Iranian Judiciary’s Rare Compromise Signifies Regime's Vulnerability

By Ahmad Majidyar | Fellow and Director of IranObserved Project - The Middle East Institute | Jan 4, 2017
Iranian Judiciary’s Rare Compromise Signifies Regime's Vulnerability

A political activist jailed in Iran has reportedly ended his 71-day hunger strike after the Judiciary agreed to release her temporarily. It is unknown whether the authorities would send her back to jail after a few days, extend her release, or rescind her conviction and free her permanently.

Golrokh Ebrahimi Iraee, the wife of human rights activist Arash Sadeghi, was incarcerated last year after security forces raided the couple’s house and discovered her unpublished fictional story about a character burning the Koran. She was tried and convicted at a revolutionary court in Tehran without any legal representation. Sadeghi himself is serving a 15-year jail term on charges of “spreading propaganda against the regime.”

Comment:

The uncharacteristic compromise by Iran’s repressive Judiciary demonstrates that the clerical regime in Tehran fears growing public anger and is susceptible to domestic and outside pressure. Ebrahimi-Iraee’s release came a day after hundreds of Iranians staged a bold, unauthorized demonstration in front of the Evin Prison, Iran’s most notorious prison where the couple are jailed. Videos of the protest rally circulated widely on Twitter both inside and outside Iran.
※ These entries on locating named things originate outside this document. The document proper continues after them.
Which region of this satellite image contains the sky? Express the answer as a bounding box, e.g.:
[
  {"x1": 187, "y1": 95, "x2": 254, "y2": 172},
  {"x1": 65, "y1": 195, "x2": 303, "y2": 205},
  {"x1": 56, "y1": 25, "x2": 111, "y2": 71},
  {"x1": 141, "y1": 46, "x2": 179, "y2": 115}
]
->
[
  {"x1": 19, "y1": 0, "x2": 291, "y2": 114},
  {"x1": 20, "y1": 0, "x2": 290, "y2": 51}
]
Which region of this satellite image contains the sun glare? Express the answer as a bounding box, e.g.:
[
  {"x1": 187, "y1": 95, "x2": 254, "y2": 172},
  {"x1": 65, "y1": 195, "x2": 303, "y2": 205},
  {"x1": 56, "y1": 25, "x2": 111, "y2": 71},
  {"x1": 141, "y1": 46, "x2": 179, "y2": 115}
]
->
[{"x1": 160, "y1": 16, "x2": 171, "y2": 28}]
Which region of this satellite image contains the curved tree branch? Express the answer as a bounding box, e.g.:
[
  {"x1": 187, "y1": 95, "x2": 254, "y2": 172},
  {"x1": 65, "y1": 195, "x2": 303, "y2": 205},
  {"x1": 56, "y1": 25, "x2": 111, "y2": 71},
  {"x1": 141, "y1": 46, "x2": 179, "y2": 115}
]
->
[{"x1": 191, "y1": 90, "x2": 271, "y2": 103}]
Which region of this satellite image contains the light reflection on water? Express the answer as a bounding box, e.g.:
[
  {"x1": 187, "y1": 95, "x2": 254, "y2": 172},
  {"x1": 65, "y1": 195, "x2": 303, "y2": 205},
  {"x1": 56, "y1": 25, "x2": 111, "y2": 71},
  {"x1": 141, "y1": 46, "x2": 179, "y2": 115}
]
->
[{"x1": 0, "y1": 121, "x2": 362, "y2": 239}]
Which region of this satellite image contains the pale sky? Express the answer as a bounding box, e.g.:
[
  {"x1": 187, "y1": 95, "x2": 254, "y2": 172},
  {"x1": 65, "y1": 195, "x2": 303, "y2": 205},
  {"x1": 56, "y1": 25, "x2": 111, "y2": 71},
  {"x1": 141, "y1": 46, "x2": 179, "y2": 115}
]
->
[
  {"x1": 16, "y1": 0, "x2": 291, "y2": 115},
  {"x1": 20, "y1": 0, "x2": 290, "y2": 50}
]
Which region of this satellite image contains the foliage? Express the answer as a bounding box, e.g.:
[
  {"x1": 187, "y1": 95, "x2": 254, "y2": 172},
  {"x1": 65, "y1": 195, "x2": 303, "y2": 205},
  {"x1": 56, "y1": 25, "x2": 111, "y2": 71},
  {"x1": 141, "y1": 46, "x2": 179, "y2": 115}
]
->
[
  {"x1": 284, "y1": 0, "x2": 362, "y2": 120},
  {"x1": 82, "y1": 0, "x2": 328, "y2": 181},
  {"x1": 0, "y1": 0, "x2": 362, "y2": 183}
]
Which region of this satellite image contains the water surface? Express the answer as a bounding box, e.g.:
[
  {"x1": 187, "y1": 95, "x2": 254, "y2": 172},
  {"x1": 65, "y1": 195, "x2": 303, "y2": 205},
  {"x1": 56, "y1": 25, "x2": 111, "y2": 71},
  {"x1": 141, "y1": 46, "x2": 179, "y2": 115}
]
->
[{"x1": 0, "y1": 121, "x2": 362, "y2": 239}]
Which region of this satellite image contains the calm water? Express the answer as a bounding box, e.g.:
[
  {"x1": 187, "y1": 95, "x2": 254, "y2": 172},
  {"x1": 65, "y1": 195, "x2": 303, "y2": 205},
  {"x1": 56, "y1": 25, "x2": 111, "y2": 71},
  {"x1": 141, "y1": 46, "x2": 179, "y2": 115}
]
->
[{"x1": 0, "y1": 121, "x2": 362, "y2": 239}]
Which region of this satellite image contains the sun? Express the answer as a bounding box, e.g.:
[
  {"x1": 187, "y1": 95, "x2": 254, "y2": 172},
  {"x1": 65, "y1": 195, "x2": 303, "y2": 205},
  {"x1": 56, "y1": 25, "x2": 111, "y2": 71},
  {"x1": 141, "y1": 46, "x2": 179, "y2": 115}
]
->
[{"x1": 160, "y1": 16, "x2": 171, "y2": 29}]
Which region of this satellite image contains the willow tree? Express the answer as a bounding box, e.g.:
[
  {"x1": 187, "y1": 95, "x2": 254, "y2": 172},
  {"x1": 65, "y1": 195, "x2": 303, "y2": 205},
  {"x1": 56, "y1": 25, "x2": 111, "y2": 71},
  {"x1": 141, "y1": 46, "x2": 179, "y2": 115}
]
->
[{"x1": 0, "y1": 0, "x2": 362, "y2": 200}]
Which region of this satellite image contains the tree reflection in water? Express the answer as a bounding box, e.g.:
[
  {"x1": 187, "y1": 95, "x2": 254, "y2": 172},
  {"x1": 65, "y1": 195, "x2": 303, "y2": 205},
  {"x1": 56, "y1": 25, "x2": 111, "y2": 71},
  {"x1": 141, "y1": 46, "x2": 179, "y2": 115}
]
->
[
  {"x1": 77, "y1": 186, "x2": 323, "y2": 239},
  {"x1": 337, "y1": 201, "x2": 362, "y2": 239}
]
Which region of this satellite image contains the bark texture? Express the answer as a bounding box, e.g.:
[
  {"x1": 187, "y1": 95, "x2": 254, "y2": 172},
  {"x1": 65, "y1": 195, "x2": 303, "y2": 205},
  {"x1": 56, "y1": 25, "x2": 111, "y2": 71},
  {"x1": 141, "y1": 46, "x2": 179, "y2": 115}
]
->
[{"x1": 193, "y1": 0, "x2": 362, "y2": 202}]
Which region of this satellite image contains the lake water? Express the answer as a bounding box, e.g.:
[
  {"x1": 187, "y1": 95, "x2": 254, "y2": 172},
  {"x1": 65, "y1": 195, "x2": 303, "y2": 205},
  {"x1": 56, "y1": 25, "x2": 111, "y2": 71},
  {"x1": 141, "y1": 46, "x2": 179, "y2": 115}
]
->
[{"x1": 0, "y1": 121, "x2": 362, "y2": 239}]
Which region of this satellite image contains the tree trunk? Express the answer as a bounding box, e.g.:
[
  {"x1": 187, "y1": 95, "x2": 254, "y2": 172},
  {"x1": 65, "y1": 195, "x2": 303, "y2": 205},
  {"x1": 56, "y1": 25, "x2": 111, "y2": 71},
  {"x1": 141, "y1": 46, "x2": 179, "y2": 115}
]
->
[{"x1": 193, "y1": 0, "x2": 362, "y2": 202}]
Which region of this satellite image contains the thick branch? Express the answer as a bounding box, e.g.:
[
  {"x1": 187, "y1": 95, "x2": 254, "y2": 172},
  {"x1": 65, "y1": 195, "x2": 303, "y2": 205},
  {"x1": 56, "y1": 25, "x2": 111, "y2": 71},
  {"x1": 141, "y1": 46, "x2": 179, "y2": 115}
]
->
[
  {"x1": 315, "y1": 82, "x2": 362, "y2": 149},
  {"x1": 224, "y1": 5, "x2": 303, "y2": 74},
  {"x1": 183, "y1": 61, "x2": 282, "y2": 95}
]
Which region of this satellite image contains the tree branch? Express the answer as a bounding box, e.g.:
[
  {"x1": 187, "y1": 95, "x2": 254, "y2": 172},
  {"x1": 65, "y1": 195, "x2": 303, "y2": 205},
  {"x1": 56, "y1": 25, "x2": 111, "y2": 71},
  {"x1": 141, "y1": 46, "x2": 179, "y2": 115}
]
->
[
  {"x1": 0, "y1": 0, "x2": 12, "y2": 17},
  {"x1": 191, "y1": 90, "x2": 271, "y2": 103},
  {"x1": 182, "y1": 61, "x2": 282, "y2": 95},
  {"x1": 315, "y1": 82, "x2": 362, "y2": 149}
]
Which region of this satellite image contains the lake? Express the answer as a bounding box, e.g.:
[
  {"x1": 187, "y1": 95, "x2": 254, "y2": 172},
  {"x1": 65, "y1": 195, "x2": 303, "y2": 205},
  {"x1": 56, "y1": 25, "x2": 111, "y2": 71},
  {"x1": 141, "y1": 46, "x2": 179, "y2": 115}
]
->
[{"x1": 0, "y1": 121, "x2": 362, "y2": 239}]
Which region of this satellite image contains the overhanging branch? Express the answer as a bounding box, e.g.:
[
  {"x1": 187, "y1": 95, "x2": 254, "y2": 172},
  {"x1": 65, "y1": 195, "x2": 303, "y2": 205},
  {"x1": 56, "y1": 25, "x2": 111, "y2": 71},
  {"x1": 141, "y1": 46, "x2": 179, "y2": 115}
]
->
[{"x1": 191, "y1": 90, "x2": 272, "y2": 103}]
The Iranian people hoped that the election of President Hassan Rouhani would help lessen state repression and human rights abuses in the country. But they are now increasingly disappointed with the president’s “passivity” and “silence.” While Rouhani unveiled a so-called “Citizens’ Rights Charter” last month to promote civil liberties in the Islamic Republic, his overdue and symbolic gesture is clearly more an attempt to boost his reelection bid next May than a genuine effort to improve the country’s dreadful human rights record.